Power demands of a multi-amp system: Some cars' systems are designed for additional current loads (trailer towing packages, for example), but most of them are not. Luckily, most manufacturers design their cars' electrical systems with a reserve capacity that is well-suited to supplying power for a sound system. Look at the tag that is riveted or screwed to the side of the alternator. This tag tells you how much current (expressed in amperes or amps, for short) the alternator is capable of producing.

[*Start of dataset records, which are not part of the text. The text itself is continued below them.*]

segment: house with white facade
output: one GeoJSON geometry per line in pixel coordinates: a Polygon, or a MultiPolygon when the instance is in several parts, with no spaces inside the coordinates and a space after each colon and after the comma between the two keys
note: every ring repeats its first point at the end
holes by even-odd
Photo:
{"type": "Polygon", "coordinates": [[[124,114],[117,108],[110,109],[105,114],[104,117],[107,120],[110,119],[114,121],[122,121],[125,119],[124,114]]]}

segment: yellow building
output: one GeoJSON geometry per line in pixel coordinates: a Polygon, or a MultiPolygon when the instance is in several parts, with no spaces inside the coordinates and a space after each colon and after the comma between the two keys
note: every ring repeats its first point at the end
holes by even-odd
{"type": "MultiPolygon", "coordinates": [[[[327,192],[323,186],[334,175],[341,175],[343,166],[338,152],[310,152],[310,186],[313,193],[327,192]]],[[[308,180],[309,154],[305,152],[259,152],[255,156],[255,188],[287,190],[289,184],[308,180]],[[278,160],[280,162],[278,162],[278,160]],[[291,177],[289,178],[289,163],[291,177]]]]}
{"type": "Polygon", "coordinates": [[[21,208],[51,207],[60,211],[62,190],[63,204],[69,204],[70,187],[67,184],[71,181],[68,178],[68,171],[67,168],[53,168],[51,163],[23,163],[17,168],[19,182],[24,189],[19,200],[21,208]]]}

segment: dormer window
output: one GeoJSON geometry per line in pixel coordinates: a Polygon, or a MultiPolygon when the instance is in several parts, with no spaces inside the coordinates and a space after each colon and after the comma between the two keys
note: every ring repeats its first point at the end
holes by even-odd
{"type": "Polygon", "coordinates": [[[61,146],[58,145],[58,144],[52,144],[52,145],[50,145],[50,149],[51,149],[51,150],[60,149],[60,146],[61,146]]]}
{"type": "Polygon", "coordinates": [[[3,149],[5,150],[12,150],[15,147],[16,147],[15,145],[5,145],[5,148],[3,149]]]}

Your car's alternator ampere rating determines how powerful an amplifier you can install. Multiply the ampere rating by 40%, and you'll get a rough idea of how much reserve current capacity your car's system has. Next, you'll need to calculate the approximate current draw of the amplifier you're considering installing.
To calculate the current draw of an amplifier, multiply the number of channels by the RMS watts per channel (a 2 channel amp rated at 300 watts RMS per channel would be 600 watts). Double it to account for amplifier inefficiency (600 watts X 2 = 1200 watts), then divide by the average output Voltage of an alternator, 13.8 volts (1200 divided by 13.8 = 87 amps). Since the average music signal requires about 1/3rd of the average power in a test tone, divide by 3 (87 amps divided by 3 = 29 amps). The result is the amplifier's approximate average current draw.
A quick way to ballpark an amplifier's current draw is to divide the total fuse value of the amp by two. For amplifiers with multiple fuses, the rating of all fuses provided with the amp must be added together. This will likely produce a significantly higher estimate than using the proper formula. Although inaccurate, this will err on the side of safety.
Finally, compare the amplifier's approximate current draw to your vehicle's reserve current capacity to determine if the electrical system can support the amplifier.
If all those numbers are a bit much, here's a simpler way to think about it: an alternator capable of producing 65 amperes is usually adequate for systems up to 270 X 2 watts RMS. A compact car with a 35-amp alternator can accommodate around 150 X 2 watts of power, while a Sport Utility with a 145-amp alternator can handle a 600 X 2 watt system.
If you want more power than your alternator can service, you will have to consider having your alternator rebuilt for higher output — or invest in a high-output aftermarket alternator. (Sorry, we can't help you with this.) Installing a second battery won't help — that only allows you to play your stereo for long periods with the engine off. But, remember that any system playing at one-third volume is drawing considerably less current than the same system at three-quarter volume, and may not need a charging system upgrade if the volume levels are kept reasonable.
If your system needs more current than the alternator can supply, it starts to grab current from the battery — not a good thing for your car or your music! Here are a couple of warning signs to look for:
- your headlights dim in time to the music when you crank it up loud at night;
- your bass sounds great when you first turn it on, but gets mushy and less powerful within a minute or so.
One easy, effective solution is installing a capacitor. Heavy-duty capacitors connect to the power cable (just before it reaches your amplifier) and act as a buffer zone between your amp and your car's electrical system. They store up a reservoir of power which can supply the amplifier's peak demands (like a kick drum beat) without having to pull current from the battery.